Настя вдруг делается обстоятельной, что глупит её, но несильно:
– Ну потому что моя фамилия – Сигута, Марины – Фурсанова. Вот и получается – Фурсиг.
Свечной круг одобряет. Красавицы – высокая и невысокая – переглядываются как бы смущённо.
Дальше.
– Меня зовут Дима Силин. Я тоже из Н… . Тоже сейчас живу в 1-й общаге.
(Голос у Димы детский, какой-то акцентированно-детский. Это странно. Мы же тут все взрослые. И видим: Дима даже не пытается скрыть, что он – ребёнок. А так он высокий, гармонично сложённый, лицо – простое, очень простое, а главное – с этой вот печатью официального детства, с которым почему-то мы должны считаться. Из тактичности. Что, однако, делает нас ещё более взрослыми. И нас (всех) это удовлетворяет.)
– Иван Магнолев. К… . 35-я гимназия. 7-я группа, – лаконично, отчётливо, – чувствуется – этот красный диплом в институте отжарит. Но серьёзен. Крупен. Лицо – продолговато-квадратное, знающее себе цену, правильное. Из сразу же уважения – к нему никаких вопросов.
– Серж. Москва. 3-я общага. 7-я группа, – подхватывает один из четырёх гопников-мажоров (единственный из четвёрки решивший примкнуть к свечному кругу-знакомству, трое других умыкнулись куда-то, презрели нас.)
– А почему решил из Москвы к нам? У вас же там своих два института? – спросил доброжелательно любознательный круг.
– Ну там – свои дела, – уклончиво, но и уверенно отвечает Серж-москвич. – Ну и вообще-то к-й институт крутым считается…
– Круче московских?
– Ну да. Не знали?..
Круг принимает к сведению.
– Оля Лебедева. Бирюково [это маленький городок в к-й области]. Живу в 1-й общаге. Закончила медицинское училище. Решила дальше пойти. – Опытная. Выше нас, но дружащаяся с нами. Некрасивая, как я видел и вижу. В полноту, нос крючковатый. Как будто жизнь уже определилась с ней. А с нами, глупыми, она дружится уже как будто от отчаяния, – как будто жизнь – это страшное, жёлтое, хлюпающее, засасывающее болото. И Оля по пояс уже в нём, но всё же машет, машет нам рукой, обманывает себя (не нас, ибо знает, что нас не обманешь).
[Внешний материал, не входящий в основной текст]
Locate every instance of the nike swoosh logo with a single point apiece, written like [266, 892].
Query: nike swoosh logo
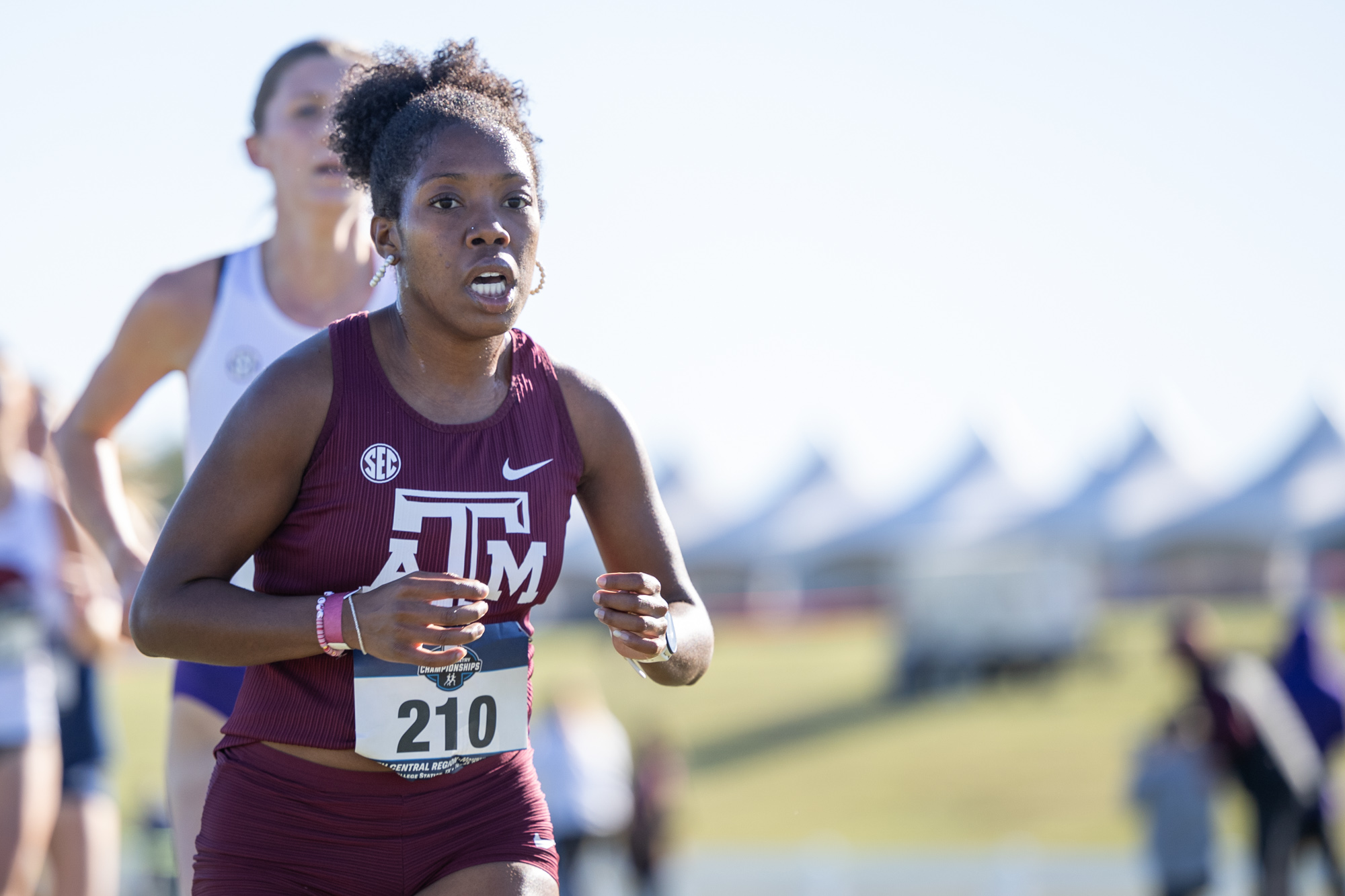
[518, 474]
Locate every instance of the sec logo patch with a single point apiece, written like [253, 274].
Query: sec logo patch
[380, 463]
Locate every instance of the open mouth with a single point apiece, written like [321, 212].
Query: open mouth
[490, 286]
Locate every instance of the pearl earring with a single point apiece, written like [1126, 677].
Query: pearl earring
[381, 271]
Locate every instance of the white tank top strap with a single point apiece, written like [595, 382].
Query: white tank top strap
[247, 333]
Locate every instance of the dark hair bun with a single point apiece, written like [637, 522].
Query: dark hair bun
[388, 112]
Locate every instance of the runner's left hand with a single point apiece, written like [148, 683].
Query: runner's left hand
[633, 608]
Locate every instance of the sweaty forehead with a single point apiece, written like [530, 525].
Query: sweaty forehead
[475, 153]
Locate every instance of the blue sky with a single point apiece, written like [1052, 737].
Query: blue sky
[868, 227]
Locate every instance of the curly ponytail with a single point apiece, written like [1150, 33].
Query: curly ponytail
[388, 114]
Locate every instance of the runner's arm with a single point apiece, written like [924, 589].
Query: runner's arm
[159, 335]
[634, 536]
[240, 494]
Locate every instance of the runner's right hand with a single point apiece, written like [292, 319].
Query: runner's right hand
[400, 620]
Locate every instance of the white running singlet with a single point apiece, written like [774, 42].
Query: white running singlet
[247, 333]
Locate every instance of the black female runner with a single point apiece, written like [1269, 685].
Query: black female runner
[422, 454]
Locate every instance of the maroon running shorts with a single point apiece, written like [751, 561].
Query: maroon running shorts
[276, 823]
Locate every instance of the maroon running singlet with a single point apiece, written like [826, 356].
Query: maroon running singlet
[389, 491]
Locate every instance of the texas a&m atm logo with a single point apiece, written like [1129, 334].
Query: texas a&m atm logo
[465, 510]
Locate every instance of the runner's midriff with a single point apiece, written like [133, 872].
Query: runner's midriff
[388, 493]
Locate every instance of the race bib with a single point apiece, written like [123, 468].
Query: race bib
[431, 720]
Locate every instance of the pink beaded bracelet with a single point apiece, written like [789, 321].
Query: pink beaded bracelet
[322, 633]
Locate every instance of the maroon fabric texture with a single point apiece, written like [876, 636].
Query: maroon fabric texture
[278, 825]
[341, 530]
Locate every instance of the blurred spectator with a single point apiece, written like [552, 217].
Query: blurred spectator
[583, 759]
[87, 841]
[1260, 733]
[1174, 784]
[660, 775]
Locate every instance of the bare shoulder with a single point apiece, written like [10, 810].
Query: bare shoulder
[592, 408]
[606, 436]
[297, 388]
[173, 314]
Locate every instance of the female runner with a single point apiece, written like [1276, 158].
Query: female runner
[383, 473]
[48, 598]
[221, 322]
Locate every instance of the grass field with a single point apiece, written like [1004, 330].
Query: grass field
[789, 739]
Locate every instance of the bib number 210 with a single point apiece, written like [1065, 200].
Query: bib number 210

– Ира. Из Н…, – просто сказала Ира Кузикян. Маленькая, круглое лицо. Черты и правда какие-то с армянским оттенком. Как будто у неё в крови 8 русских и четыре армянина. Впрочем, конечно же, и кто-то из детей и снох Ноя, и Адам, естественно.
– А я – Света, – сказала Света Плавникова, обычная, из всех обычных девушек – самая обычная девушка. Положила ладонь Ире Кузикян на ладонь, – тоже из Н…, и мы живём с Ирой вместе, снимаем домик в К… на улице Носова. Приходите в гости!
Перекинули взгляды дальше. А там тот-самый, с «Алисой» на куртке.
– Вовчик Пермяков. Можно так ко мне и обращаться – Вовчик. Из Н… .
– Вовчик?
– Да, – Вовчик обаятельно метнул взгляд к спрашивающему. Снова мне бросилось в глаза то, что он – фанат рокочущей, громовой, скребущей нервы «Алисы», но говорит при этом мягко, почти лениво, учтиво, осмотрительно.
– Миша Шигарёв. К…, 12-я школа. Если что на «Шугу» отзываюсь?
– А на свист отзываешься? – съязвил Серж.
Шуга хмыкнул задорно (поймал юмор) (хотя было жёстко – я видел, многим не пришёлся по вкусу московский подкол, – неуместен он был в свечах наших уютных).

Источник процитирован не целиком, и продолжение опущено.